Wind industry and U.S. agencies team up for joint safety training

This blog post is by Michele Myers Mihelic, Director of Worker Health and Safety Policy Standards Development at AWEA and features an insider look into the Labor and Interior Departments recent joint training for wind turbine climbing and rescue drills.

At a Suzlon training facility near Chicago this week, American wind power professionals from across the country were joined by government agency experts  for a battery of drills to promote safety in the fast-growing industry.

Thirty-two safety professionals from two federal agencies – the Department of Labor’s Occupational Safety and Health Administration (OSHA) and the Department of Interior’s Bureau of Safety and Environmental Enforcement (BSEE) – were trained to climb a turbine, perform self-rescue and rescue scenarios. The training occurred at the first facility in the Americas to offer a fully-operational wind turbine dedicated exclusively to training purposes. The federal trainees included a representative from the office of OSHA’s Assistant Secretary and eight OSHA regions, as well as Labor’s Health Response Team and Department of Training and Education.

“The wind industry is gaining momentum, and added 23,000 new jobs in 2014. That underscores the importance of worker health and safety,” commented American Wind Energy Association CEO Tom Kiernan about the training. “As we continue to scale up homegrown wind energy, working closely with OSHA and the BSEE will be vital to maintaining the high safety standards we hold true as an industry.”


The training stems from an alliance between OSHA and AWEA that begin in August 2011 at the U.S. Department of Labor. Through its Alliance Program, OSHA works with groups committed to worker safety and health to prevent workplace fatalities, injuries and illnesses. The three-day program was developed by myself and OSHA’s National Office; Thomas Bielema, Region V Area Director, Peoria, Illinois.

Industry professionals provided both classroom and practical training for the attendees. During the practical training, trainees were given hands-on instruction in proper climbing techniques, establishing preferred attachment points, and attachment and access from standing and suspended position. They also practiced egress simulating escape from inside a turbine tower or nacelle, and from the top of a nacelle, as well as practice escaping suspension from deployed fall arrest lanyards and assisted rescue techniques involving an incapacitated victim on the fixed ladder.

Classroom education covered basics of wind turbine generation and operation, general safety programs, electrical safety, ladders, confined spaces, prevention of dropped objects, training and workforce, hoisting and rigging, vehicle safety, hand injuries, emergency response and weather conditions.

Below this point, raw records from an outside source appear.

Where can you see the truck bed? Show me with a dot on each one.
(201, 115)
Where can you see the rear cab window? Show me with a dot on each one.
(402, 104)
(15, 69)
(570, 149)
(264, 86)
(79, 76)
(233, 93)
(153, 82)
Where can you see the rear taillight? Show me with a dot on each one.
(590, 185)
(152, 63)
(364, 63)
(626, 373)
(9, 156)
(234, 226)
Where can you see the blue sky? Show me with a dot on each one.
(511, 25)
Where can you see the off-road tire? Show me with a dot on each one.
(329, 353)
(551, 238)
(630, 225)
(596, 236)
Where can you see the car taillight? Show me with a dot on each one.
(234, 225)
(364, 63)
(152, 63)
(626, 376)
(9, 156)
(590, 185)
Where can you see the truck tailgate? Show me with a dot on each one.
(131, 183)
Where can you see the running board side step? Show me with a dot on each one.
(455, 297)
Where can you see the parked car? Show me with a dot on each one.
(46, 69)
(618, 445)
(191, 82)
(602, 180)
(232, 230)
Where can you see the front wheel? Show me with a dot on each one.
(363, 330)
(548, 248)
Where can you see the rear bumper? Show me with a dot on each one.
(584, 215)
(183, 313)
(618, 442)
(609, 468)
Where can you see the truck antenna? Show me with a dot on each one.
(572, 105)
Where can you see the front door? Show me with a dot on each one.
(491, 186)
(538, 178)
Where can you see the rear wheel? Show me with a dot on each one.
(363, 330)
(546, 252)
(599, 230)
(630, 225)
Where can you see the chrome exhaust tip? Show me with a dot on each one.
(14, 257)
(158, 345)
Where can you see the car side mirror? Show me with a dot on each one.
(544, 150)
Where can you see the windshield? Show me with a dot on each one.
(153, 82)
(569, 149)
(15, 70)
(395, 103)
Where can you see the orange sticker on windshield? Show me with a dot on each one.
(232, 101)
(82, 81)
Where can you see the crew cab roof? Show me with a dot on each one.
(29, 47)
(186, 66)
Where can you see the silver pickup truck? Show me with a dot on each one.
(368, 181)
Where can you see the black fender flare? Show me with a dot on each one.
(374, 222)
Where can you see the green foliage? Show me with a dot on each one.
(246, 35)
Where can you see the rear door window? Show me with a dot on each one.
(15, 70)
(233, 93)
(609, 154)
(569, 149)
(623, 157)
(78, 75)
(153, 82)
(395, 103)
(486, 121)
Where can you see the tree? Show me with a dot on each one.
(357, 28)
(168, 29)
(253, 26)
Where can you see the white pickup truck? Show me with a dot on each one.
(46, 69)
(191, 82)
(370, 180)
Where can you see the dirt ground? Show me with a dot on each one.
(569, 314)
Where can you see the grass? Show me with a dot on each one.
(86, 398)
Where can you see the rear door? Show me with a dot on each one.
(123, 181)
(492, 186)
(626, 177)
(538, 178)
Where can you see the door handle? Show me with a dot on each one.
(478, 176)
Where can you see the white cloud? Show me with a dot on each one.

All the trainees went through a rigorous six station course to practice all essential elements of a successful rescue operation and evacuation. They learned how to adjust their harness from a standing and suspended position, to escape from inside a turbine tower, nacelle, and the top of a nacelle, to deploy a fall arrest lanyard and rigging, and to rescue incapacitated victims on a fixed ladder.

Trainers from Tech Safety Lines, GE, Rope Partner, and Duke Energy assisted in the program for AWEA member company professionals from NextEra Energy Resources, Iowa Lakes Cooperative Trust, Vestas Wind Systems, Siemens USA, Pattern Energy, Mortenson Construction, BP, and RES Americas.